4. Not working the 12 steps until 4 years into my counseling career.
I finished graduate school and immediately got a job as a counselor intern at a treatment center for chemical dependency. I had visited a few 12-step meetings as a class project in graduate school, but that was it. I had never worked the steps, never attended a 12-step fellowship and had never even read the Big Book of Alcoholics Anonymous. I worked at that treatment center for about 4 years and did a lot of good therapy with my clients. And on their discharge plans, I told all my clients to go to AA for support, to get a sponsor and do 90 meetings in 90 days when they left.

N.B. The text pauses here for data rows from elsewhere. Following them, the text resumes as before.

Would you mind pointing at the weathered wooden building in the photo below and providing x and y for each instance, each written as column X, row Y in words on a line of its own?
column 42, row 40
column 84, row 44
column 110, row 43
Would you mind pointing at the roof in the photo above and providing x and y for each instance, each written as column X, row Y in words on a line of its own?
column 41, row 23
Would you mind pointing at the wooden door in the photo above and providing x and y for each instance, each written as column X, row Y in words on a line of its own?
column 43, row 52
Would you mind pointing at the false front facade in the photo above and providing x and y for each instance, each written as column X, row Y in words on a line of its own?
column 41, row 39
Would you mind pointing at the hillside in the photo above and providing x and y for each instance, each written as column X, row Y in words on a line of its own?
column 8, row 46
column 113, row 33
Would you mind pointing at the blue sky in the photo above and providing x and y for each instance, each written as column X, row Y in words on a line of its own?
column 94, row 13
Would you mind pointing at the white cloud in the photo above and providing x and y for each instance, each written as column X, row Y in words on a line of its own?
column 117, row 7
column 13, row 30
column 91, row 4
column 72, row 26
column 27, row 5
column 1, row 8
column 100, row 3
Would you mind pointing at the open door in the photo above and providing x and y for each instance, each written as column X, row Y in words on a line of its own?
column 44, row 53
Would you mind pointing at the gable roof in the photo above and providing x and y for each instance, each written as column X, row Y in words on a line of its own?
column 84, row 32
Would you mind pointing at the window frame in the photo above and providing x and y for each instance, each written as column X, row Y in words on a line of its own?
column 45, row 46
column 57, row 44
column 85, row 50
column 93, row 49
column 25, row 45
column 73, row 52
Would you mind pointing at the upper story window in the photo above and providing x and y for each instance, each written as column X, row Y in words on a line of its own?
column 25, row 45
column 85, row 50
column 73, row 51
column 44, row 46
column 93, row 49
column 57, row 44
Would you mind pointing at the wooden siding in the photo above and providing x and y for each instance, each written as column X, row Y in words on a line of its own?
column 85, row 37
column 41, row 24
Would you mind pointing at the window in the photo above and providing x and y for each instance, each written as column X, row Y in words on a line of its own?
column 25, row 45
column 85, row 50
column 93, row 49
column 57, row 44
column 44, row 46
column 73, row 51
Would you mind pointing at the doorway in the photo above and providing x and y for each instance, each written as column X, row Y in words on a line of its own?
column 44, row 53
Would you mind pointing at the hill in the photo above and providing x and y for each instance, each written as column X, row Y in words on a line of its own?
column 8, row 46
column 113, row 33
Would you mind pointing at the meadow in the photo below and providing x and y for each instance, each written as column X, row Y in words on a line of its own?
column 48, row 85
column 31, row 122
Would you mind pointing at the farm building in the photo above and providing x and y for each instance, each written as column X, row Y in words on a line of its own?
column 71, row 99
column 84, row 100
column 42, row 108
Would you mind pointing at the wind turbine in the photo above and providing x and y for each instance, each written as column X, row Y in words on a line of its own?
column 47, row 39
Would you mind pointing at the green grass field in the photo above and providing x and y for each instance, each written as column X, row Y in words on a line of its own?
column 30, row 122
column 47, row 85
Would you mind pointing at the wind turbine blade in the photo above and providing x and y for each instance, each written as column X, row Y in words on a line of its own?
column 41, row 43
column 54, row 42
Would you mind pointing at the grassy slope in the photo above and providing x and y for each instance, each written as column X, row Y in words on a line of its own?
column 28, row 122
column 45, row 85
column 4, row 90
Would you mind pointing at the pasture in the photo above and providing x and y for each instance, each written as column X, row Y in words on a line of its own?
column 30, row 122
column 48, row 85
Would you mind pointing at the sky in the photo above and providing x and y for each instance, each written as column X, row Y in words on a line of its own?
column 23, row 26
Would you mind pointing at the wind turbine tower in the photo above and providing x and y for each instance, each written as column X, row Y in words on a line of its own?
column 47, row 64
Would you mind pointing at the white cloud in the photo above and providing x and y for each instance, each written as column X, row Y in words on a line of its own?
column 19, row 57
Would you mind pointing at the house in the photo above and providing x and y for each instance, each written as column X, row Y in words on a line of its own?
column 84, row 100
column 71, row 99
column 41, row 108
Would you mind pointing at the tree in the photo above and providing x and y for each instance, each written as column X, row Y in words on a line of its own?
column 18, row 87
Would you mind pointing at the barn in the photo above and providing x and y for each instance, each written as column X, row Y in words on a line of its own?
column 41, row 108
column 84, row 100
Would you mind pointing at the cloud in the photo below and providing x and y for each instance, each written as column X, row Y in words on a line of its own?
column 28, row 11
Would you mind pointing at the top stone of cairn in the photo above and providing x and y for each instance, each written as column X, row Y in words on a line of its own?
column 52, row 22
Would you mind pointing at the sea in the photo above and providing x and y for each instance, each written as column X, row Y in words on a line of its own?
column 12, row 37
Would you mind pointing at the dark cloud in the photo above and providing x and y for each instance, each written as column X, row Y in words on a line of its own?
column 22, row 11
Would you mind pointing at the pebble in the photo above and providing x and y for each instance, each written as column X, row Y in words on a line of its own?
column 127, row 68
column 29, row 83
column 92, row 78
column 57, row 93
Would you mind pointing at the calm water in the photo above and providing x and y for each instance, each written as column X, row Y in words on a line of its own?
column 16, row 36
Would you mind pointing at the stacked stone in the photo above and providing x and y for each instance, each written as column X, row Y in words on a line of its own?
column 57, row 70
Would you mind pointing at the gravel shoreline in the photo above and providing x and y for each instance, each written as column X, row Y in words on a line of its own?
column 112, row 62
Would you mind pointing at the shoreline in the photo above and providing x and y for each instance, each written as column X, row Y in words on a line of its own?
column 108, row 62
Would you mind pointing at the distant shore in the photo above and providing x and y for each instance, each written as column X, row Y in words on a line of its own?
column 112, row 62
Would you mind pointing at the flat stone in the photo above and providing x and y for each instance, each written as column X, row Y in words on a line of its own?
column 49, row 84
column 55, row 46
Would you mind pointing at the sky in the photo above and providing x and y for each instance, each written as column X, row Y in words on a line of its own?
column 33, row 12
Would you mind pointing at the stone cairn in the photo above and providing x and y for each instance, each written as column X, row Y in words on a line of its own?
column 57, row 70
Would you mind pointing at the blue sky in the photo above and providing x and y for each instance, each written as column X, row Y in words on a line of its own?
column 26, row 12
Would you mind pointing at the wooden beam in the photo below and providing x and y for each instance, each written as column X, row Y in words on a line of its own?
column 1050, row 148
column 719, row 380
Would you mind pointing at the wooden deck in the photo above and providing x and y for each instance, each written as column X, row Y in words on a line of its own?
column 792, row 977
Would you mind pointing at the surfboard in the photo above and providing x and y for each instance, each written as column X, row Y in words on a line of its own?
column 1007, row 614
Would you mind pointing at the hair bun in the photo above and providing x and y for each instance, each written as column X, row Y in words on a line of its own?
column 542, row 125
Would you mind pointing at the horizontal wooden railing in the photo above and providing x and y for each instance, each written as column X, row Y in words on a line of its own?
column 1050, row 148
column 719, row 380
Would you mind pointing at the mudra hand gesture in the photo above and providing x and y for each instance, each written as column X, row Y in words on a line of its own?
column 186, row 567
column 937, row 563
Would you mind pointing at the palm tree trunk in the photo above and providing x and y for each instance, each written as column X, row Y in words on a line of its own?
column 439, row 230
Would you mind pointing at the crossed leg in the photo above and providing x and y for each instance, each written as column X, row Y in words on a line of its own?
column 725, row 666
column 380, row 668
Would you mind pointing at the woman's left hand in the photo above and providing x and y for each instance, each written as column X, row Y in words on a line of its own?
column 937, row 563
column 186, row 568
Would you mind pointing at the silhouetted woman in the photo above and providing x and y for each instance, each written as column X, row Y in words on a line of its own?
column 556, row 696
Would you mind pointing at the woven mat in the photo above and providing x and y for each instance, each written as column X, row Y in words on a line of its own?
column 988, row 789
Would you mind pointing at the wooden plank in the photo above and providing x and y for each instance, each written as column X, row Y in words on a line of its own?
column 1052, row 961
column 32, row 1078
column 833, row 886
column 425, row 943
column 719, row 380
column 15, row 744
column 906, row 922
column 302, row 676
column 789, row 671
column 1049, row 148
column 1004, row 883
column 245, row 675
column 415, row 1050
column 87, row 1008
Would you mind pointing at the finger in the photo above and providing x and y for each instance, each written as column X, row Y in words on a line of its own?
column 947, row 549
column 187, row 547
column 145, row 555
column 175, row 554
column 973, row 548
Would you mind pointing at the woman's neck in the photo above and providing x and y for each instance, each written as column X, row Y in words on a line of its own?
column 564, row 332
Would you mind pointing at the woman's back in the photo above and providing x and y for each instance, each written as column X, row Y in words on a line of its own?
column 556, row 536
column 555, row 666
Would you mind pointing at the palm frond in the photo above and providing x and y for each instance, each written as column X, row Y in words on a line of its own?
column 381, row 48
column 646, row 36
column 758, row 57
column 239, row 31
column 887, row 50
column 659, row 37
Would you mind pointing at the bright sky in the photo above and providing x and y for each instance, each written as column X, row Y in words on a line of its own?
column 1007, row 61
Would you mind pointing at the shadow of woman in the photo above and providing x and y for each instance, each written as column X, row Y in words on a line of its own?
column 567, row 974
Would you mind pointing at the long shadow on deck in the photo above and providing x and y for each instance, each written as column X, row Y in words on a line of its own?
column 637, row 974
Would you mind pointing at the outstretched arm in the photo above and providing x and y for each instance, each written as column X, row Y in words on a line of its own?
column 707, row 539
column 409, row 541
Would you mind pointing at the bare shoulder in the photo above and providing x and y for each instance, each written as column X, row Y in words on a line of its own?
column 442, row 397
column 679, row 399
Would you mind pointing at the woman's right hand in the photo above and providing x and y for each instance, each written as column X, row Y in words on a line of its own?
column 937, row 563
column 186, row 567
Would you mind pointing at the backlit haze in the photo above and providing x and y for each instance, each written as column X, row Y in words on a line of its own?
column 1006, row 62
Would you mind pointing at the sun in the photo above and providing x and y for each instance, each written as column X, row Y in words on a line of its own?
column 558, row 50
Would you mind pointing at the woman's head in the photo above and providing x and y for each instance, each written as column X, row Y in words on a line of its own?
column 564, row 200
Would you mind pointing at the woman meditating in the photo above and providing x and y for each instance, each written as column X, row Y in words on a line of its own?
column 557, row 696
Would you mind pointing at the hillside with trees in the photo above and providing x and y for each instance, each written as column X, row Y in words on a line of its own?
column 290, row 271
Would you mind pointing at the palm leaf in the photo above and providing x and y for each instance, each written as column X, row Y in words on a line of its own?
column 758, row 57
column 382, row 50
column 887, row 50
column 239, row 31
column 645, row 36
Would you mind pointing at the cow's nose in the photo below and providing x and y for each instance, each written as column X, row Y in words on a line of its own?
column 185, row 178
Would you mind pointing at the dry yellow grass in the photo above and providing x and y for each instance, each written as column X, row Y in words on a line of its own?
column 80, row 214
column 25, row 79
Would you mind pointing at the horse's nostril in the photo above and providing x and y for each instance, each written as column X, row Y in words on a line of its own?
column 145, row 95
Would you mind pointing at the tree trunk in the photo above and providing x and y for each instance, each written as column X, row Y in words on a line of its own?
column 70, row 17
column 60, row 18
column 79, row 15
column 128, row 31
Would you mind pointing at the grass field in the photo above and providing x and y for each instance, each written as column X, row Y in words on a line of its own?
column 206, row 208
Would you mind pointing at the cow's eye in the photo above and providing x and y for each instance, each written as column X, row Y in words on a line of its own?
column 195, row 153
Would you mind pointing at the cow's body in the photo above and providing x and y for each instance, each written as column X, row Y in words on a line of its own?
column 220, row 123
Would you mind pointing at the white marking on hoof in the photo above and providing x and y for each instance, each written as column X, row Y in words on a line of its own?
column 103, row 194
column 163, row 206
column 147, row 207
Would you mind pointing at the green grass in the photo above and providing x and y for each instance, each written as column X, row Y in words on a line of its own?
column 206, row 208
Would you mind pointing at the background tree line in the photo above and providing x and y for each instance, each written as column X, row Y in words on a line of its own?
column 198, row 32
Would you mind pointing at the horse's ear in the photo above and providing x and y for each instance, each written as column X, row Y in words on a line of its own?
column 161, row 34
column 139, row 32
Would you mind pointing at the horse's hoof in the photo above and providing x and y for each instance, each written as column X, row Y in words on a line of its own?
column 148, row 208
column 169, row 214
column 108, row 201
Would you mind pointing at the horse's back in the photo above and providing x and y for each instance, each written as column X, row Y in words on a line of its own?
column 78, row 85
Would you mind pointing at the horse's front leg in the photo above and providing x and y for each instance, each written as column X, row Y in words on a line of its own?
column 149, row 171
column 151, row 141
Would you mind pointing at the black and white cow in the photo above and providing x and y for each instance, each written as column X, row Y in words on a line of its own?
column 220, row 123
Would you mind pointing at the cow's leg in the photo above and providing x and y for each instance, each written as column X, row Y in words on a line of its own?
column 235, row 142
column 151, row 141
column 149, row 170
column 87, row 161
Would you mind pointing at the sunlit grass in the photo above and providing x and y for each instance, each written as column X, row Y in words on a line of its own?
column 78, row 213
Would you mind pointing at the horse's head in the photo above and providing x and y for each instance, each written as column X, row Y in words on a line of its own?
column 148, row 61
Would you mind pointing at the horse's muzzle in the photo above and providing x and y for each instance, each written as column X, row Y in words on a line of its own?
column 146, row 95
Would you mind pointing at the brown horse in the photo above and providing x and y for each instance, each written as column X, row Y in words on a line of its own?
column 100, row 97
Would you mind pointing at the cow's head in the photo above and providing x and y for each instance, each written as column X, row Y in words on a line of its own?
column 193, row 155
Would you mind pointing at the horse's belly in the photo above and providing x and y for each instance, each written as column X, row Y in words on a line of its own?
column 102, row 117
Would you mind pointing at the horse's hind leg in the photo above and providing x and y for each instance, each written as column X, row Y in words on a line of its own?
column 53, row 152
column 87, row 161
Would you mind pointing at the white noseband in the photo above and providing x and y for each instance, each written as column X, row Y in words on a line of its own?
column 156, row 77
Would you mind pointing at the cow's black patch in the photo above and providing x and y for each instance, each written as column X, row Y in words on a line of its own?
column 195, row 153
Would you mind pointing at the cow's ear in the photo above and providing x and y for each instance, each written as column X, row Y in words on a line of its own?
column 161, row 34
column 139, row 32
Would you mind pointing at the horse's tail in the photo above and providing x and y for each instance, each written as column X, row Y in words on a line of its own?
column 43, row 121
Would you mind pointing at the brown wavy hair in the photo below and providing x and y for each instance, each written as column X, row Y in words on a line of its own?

I believed AA was a good support group for my clients. But around this time, I hit a new low in my eating disorder and out of desperation, decided to attend a 12-step program. After all, I tell my clients to do it all the time – why shouldn’t I try it? I decided I didn’t have anything to lose, so I got a sponsor and she took me through the 12-steps out of the Big Book of Alcoholics Anonymous. I met with her every week. She gave me reading assignments and writing assignments. I began to truly grasp the concept of powerlessness through my personal experience being powerless over sugar, food, dieting, and my weight.